Daß der Gesetzgeber praktisch unterlaufen wird, dafür gibt es schon auch die entsprechenden "Hanfläden", wo man kriegt, was man für den Heimanbau braucht. Wem die Kleinproduktion nicht reicht, der kann sich auch mit Bewässerungs- und Beleuchtungsanlagen versorgen, damit alles blüht und gedeiht. Der Dealer wird so aus dem Versorgungskreislauf ausgeschlossen, außer so mancher Heimanbauer wird selbst zum Kleindealer. Freilich sind Cannabisprodukte nicht das einzige, was angebaut wird. Kann man sich über die Stärke und Wirkung von Hanfprodukten vielleicht noch streiten, so gibt es auch noch andere Pflanzen aus dem Garten von Mutter Natur, die ziemlich kräftige psychoaktive Wirkung zeigen.

Was der Volksmund in Süddeutschland und Österreich als "narrische Schwammerln" kennt, nennt sich international "Magic Mushrooms" oder auch "Zauberpilze" und enthält den Wirkstoff Psilocybin, der dem stark halluzinogenen Rauschgift LSD verwandt ist. Dieser Pilz findet sich auf heimischen Almen, er wächst mit Vorliebe in Kuhfladen besonders gut. Viele Mythen und Geschichten ranken sich um die starke Wirkung der Pilze. In alten Kulturen ist der Pilz als Droge bestens bekannt, respektvoll wird er mit Göttern und anderen höheren Wesen verglichen. Wer "falsch" rangeht, läuft Gefahr, für immer einenKnacks weg zu haben.

Jeder kann sich auch dafür um rund 70 Mark ein "Basispaket" zum Pilzezüchten aus den Niederlanden bestellen, das sich selbst mit den Sprüchen: "Einfach billig. Gelingt immer. Einmalige Anschaffung. Pilze züchten bis zum Lebensende." bewirbt.
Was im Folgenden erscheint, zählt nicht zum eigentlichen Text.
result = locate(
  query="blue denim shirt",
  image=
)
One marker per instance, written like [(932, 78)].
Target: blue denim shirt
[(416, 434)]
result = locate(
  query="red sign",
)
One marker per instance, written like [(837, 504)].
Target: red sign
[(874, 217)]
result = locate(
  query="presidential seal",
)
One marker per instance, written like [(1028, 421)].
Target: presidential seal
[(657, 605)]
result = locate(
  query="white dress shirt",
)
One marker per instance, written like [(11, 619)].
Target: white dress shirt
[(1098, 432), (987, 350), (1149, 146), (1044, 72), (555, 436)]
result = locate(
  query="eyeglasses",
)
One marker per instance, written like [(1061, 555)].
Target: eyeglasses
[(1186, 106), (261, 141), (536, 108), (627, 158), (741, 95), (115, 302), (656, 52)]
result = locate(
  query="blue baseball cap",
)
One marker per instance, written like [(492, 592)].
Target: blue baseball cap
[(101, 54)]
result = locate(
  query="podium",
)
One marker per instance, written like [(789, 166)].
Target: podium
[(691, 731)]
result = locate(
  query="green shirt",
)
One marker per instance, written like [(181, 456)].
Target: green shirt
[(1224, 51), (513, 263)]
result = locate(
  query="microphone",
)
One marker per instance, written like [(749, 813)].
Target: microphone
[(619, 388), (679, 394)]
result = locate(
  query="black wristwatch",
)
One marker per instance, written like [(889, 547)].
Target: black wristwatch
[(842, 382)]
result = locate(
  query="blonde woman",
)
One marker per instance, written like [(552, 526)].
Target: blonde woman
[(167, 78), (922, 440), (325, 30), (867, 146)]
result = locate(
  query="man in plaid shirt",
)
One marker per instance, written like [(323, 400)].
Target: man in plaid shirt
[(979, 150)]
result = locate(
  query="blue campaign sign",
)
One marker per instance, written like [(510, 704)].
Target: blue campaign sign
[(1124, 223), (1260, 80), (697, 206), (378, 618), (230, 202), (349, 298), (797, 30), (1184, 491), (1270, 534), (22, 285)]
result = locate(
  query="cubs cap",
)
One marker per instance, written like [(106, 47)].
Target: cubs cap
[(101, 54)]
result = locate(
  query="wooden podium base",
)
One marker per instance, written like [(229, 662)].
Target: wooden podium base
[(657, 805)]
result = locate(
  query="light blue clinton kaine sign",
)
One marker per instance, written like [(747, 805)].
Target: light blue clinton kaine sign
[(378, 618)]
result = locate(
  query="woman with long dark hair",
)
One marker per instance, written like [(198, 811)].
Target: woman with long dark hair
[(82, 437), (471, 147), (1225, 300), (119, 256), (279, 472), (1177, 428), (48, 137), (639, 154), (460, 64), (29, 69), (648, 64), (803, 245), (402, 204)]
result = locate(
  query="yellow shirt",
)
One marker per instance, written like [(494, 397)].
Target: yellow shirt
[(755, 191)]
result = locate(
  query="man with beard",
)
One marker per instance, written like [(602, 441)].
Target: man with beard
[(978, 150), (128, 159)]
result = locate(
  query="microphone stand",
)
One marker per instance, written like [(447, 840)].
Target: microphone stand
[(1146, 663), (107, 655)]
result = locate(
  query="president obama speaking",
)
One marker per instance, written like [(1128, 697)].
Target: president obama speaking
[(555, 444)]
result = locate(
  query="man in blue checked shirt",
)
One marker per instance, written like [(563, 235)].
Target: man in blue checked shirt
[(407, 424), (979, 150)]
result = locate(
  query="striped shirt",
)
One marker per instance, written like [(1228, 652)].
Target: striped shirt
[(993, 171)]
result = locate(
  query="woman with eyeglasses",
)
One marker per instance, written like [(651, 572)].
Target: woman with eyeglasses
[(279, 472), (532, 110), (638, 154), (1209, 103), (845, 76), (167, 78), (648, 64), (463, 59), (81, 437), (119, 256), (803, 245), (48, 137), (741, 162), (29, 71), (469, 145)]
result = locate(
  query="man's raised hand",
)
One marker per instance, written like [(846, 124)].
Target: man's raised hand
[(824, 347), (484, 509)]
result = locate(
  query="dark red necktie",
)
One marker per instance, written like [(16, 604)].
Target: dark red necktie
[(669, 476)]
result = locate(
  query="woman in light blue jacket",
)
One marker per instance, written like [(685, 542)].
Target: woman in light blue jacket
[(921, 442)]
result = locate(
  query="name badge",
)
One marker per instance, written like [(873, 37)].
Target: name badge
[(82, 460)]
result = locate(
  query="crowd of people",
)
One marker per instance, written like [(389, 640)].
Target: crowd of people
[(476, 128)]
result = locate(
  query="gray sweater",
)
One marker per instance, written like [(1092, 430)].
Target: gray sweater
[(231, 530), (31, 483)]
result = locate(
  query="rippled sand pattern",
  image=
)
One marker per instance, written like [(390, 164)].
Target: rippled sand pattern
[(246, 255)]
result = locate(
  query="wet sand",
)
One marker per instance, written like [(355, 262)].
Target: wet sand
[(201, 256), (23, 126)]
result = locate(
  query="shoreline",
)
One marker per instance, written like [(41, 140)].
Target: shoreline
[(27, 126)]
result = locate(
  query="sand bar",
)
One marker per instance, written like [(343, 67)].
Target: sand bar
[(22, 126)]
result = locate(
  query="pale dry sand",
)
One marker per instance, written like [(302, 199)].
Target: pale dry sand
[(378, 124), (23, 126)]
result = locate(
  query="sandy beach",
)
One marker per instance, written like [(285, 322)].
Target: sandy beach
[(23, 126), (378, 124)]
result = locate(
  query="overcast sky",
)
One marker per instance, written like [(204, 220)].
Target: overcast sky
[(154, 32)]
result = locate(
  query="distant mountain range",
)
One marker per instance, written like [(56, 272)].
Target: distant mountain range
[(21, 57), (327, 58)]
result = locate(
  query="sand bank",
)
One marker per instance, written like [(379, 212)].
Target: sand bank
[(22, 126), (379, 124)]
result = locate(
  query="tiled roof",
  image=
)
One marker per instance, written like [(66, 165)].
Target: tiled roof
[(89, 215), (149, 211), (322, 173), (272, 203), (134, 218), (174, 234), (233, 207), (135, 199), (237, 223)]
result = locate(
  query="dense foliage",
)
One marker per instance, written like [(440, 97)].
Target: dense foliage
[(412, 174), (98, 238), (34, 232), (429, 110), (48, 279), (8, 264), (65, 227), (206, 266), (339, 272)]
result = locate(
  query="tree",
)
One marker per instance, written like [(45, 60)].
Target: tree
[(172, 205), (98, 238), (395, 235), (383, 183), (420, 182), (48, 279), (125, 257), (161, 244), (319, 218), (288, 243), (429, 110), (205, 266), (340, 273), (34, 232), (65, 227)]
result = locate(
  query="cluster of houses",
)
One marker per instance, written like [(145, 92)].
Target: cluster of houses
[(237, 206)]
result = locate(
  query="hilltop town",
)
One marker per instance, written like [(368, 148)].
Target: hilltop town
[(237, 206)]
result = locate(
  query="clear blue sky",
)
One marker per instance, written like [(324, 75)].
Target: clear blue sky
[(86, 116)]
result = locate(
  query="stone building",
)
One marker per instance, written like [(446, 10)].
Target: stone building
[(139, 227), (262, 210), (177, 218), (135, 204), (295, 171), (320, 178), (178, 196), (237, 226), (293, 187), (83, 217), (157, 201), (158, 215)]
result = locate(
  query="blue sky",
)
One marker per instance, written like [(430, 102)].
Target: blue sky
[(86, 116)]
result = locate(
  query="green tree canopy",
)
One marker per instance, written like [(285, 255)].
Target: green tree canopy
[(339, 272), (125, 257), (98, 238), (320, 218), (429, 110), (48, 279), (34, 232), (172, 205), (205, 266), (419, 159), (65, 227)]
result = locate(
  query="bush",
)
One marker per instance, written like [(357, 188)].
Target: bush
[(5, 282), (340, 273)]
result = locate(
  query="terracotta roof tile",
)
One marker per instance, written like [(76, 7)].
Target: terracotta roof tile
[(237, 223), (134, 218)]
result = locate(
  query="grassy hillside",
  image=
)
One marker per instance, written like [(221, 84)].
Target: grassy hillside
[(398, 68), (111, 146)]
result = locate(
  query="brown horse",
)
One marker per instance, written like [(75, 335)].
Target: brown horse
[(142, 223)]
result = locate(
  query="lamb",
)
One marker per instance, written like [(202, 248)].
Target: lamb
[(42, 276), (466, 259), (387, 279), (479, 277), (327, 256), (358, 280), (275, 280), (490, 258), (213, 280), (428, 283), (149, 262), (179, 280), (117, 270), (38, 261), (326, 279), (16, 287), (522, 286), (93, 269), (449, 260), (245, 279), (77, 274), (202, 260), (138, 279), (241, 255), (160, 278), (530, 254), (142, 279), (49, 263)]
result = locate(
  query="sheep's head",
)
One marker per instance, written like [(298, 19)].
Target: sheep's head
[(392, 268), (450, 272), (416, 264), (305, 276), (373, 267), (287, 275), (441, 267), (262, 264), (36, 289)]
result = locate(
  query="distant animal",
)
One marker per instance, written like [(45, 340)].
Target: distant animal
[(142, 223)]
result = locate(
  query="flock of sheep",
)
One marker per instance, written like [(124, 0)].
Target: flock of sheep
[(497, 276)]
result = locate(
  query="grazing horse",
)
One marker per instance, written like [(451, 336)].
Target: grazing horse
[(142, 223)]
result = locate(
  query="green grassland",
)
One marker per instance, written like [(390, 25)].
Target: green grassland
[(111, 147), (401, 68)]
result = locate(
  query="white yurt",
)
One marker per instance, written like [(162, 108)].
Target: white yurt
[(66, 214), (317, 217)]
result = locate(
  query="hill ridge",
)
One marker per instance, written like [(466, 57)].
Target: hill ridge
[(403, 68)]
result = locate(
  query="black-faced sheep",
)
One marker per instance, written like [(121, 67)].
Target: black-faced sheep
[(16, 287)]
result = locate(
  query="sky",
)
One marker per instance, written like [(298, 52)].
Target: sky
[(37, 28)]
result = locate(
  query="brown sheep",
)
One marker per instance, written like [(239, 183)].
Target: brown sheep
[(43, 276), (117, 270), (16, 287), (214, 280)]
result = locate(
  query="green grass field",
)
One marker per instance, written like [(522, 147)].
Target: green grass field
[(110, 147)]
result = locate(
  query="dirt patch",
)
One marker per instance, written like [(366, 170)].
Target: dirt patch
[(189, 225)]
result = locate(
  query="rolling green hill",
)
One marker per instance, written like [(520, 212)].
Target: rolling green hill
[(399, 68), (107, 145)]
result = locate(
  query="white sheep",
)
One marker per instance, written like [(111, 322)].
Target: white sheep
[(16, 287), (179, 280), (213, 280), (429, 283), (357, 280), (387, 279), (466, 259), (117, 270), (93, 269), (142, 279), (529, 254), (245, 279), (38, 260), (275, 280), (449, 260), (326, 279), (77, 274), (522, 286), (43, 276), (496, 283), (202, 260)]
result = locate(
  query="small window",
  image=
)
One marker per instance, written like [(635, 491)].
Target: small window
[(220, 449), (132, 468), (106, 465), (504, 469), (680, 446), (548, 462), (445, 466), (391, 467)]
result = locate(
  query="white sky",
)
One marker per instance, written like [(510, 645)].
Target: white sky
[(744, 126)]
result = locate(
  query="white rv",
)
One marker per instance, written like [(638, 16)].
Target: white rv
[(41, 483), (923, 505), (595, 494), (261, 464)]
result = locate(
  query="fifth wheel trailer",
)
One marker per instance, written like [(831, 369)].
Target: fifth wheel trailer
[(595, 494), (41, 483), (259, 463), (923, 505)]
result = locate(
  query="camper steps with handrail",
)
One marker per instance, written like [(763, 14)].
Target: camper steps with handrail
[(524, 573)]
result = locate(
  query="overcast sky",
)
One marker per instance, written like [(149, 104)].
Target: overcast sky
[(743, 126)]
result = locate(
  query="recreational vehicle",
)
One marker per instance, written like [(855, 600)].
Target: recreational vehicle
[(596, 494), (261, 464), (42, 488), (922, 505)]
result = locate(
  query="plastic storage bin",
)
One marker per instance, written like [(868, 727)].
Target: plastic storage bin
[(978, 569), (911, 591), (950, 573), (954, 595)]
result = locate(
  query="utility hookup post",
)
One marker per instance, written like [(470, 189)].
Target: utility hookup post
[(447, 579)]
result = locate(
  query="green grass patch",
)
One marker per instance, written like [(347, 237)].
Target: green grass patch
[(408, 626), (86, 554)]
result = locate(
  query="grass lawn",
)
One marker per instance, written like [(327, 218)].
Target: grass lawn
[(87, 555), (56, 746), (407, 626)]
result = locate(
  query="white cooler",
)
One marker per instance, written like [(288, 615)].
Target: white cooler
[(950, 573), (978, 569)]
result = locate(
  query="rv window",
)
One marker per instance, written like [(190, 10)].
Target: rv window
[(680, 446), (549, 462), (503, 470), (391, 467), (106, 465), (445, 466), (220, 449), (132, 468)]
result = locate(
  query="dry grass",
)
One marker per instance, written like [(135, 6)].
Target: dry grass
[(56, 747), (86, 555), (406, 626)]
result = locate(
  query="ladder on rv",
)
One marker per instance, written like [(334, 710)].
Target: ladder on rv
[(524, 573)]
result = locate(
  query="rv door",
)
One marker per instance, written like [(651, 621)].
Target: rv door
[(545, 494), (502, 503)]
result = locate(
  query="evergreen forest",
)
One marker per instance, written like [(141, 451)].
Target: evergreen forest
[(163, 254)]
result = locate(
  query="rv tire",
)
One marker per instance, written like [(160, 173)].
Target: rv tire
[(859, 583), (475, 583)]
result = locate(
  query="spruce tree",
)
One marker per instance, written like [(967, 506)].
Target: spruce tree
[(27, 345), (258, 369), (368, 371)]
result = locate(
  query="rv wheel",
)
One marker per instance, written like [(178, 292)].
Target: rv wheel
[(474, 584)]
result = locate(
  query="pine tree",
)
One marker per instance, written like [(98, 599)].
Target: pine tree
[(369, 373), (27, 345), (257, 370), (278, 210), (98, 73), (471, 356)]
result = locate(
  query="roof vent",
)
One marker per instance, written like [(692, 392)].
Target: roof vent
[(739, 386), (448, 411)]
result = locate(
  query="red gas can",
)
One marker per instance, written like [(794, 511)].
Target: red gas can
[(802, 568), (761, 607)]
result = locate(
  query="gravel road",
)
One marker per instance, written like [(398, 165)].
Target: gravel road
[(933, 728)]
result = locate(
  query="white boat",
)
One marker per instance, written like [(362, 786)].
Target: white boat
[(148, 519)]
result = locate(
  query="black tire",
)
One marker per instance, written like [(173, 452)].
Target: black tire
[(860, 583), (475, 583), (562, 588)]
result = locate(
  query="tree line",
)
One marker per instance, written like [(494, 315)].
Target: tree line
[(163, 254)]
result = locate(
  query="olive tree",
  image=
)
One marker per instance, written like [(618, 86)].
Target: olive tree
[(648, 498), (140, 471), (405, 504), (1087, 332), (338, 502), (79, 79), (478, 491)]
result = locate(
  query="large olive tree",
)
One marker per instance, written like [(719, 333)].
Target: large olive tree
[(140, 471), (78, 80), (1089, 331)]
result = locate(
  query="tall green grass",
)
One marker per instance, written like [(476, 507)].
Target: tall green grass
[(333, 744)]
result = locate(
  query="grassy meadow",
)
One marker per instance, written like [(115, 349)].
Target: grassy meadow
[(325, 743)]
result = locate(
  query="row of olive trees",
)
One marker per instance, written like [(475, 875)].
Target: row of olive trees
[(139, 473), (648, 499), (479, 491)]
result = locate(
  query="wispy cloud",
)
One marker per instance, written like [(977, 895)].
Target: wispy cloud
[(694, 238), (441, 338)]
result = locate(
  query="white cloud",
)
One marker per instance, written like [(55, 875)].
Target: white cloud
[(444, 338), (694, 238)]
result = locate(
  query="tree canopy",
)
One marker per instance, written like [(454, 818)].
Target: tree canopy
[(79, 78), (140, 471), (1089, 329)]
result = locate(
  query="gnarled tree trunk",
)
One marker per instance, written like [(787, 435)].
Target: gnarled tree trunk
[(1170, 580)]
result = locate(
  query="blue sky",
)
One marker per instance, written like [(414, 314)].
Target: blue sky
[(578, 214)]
Das kann freilich früher kommen als man denkt. Fragwürdig wird es , wenn in einer der entsprechenden "Fachzeitschriften" der "richtige" Konsum von Fliegenpilzen beschrieben wird. Der Fliegenpilz ist gefährlich. Da warnt selbst grow! in fetten schwarzen Lettern: "Fliegenpilze sind – auch wenn sie legal sind – extrem starke bewußtseinsverändernde Drogen. Sie sind daher kein Spielzeug!" Denn nicht selten springt ein Pilzesser aus dem Fenster – in dem festen Glauben, er könne jetzt fliegen. Dann nimmt die Astralreise ins Universum schon mal ihr plötzliches Ende auf heimischem Asphalt.

Die pflanzenkundliche Literatur erfreut sich überhaupt zunehmend größerer Beliebtheit. Immerhin sind von 5.000 heimischen Pilzarten 80 psychoaktiv, also Rauschmittel. Daneben hat sich eine richtige Kleinindustrie für die entsprechenden Anbauhilfen für Cannabisprodukte entwickelt.

Das alles macht viele Versuche der Exekutiven, den Rauschgiftkonsum einzudämmen, zum blanken Hohn, betreffen diese Maßnahmen vielfach doch nur die ganz schweren Drogen, die aus dem Ausland importiert werden müssen. Ungefährlich sind aber auch die "heimatlichen Drogen" nicht, nur sind sie eben leichter zu beschaffen.